Briers paused and then broke out: ‘Can you imagine that?’

‘Not as well as you can.’

‘I rather doubt whether I could feel like that myself,’ Briers said as though braving the other’s sarcasm. ‘But I can imagine this man feeling something like it.’

‘Yes, I know you can.’ Humphrey’s previous remark might have sounded like a gibe, but this was meant. He was referring to Briers’ great gift as an interrogator. He immersed himself in the human being opposite. He wasn’t just questioning, he was feeling with him. It was a curious gift. If you didn’t possess it, you could never learn it. Humphrey didn’t possess it, or to anything like the same degree. Once or twice he had reproached himself for not being able to enter Tom Thirkill’s paranoia. Briers could have done. He had what they now called empathy. When they had worked together, Humphrey, if he wanted to cheer himself up among pompous persons, reflected that though he hadn’t Frank Briers’ empathy he himself might have the clearer insight. Know-alls, meeting the two of them, would have confidently assumed the precise opposite in both respects.

‘Another gambit you might try,’ Humphrey said. ‘Remember the old lady thought she might be dying of cancer. This was her doctor. It’s long odds there was an understanding.’ Humphrey was recalling a conversation in the Square garden. ‘It would be surprising if she didn’t trust him to put her out quietly – if she couldn’t bear it any longer. She would be in his power. It must have been a dislocation when he heard she was healthy, no cancer, no need of trusted doctor. No more power.’

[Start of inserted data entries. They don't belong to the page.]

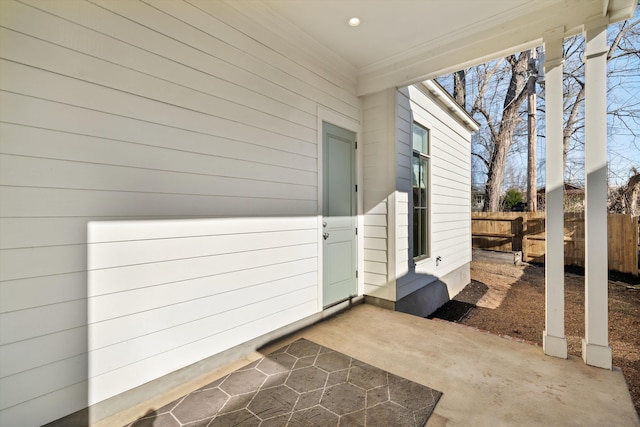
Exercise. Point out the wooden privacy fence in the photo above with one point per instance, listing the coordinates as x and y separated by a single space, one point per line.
525 231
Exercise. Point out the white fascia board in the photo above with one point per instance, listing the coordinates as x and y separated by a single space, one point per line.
445 99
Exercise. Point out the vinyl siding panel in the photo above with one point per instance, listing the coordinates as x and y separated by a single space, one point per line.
378 167
121 124
450 208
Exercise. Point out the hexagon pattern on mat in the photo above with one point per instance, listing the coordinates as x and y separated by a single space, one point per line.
301 384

‘Noted.’ Briers was as ready to listen as when he was much younger. He wanted to stay there, so it seemed, talking to Humphrey. He blamed himself for taking so long to see that Perryman was different from the others. He ought to have identified him from the start. It’s no use jobbing, though, he said, and went on doing so. When once he had picked out Perryman, then they hadn’t gone far wrong. It’s not been an easy one, he said. He took another drink, breaking his own discipline. He had nothing to occupy him that night. He would have been glad of any sort of action, Humphrey felt: it would shut out imaginings about his wife. It was ungrateful, Humphrey also felt, that he himself, happy with Kate, nothing to be anxious about her in her health, would still have been glad of some sort of action, too.

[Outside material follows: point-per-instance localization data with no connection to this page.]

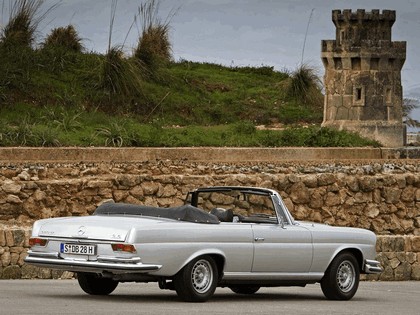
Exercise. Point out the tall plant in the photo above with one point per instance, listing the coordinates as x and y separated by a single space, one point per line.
22 26
119 75
65 38
305 86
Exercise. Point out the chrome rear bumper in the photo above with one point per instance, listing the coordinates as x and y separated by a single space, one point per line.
372 266
103 263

Briers was saying that some of the detective work had been ‘bright enough’. He was proud of his lads. The pride was genuine – but this was something else to talk about. That financial fiddling, it had taken digging into. That was what they were paid for. It wasn’t earth-shaking, but it was good work.

Suddenly, without connection, Humphrey broke in. He had his deprecating smile. He said: ‘I think I’d better tell you.’

‘What’s that?’

‘I was wrong to have any doubts. You were right about Perryman.’

Briers’ eyes lit up, but he replied in a matter-of-fact tone, without triumph or conceit: ‘Oh yes, I was. Mind you, I’ve been wrong two or three times already in this business. The score-sheet isn’t all that pretty.’

Humphrey’s smile sharpened. ‘I agree with you, he did it,’ he said, in another matter-of-fact tone. ‘I’ll tell you something else. He may say more wonderful things. He may believe them. But he did it for the money.’

Briers, expression washed clean, mouth set, didn’t reply for a time. ‘Perhaps not entirely,’ he said.

‘He wouldn’t have done it without.’

‘You don’t believe in giving people the benefit of the doubt, do you?’

‘I don’t believe in flattering ourselves. Look, Frank, you’ve seen a lot of crime. It’s easy to invent motives. It’s much too easy to make them more complicated than they are.’